Anorexia nervosa (AN) initiates an adaptive response at the level of the hypothalamus, which results in a complex interplay involving most elements of the neuroendocrine axis. Consequences of onset of disease in adolescence include amenorrhoea, pubertal arrest with potential loss of target height, and osteoporosis with reduced capacity for future attainment of peak bone mass. With recovery, delay in restoration of menses is common.

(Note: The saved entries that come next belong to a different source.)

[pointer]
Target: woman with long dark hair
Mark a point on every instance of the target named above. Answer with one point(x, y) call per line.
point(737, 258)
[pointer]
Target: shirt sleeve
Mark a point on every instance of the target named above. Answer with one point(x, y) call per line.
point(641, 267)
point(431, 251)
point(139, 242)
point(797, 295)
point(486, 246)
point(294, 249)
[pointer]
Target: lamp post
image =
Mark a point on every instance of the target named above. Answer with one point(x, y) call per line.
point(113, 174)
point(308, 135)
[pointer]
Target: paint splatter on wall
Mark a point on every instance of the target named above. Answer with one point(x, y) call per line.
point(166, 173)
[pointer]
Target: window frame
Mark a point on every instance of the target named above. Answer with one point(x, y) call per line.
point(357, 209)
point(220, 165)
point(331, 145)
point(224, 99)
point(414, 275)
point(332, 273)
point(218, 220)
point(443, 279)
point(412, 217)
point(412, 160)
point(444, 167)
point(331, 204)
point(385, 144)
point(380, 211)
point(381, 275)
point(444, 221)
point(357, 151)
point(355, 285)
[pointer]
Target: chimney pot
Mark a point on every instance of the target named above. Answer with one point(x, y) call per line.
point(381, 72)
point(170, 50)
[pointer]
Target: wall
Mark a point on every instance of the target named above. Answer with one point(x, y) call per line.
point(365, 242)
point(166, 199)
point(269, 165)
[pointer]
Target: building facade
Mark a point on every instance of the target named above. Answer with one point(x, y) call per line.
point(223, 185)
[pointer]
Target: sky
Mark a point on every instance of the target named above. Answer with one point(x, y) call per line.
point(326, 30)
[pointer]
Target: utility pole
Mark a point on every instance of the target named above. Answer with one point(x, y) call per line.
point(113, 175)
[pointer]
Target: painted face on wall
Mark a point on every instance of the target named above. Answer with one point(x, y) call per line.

Hormonal therapies for restoration of bone mineral density (BMD) in adolescents have shown limited efficacy. This review will discuss the reproductive endocrine effects of AN in adolescence, and discuss new investigative tools for monitoring restoration of reproductive function and BMD in this population.
神经性厌食症(AN)在下丘脑水平引发一种适应性反应,这会导致涉及神经内分泌轴大多数元素的复杂相互作用。青春期发病的后果包括闭经、青春期停滞以及潜在的目标身高丧失,还有骨质疏松,导致未来达到峰值骨量的能力降低。随着病情恢复,月经恢复延迟很常见。用于恢复青少年骨矿物质密度(BMD)的激素疗法疗效有限。本综述将讨论AN在青春期对生殖内分泌的影响,并探讨监测该人群生殖功能和BMD恢复情况的新研究工具。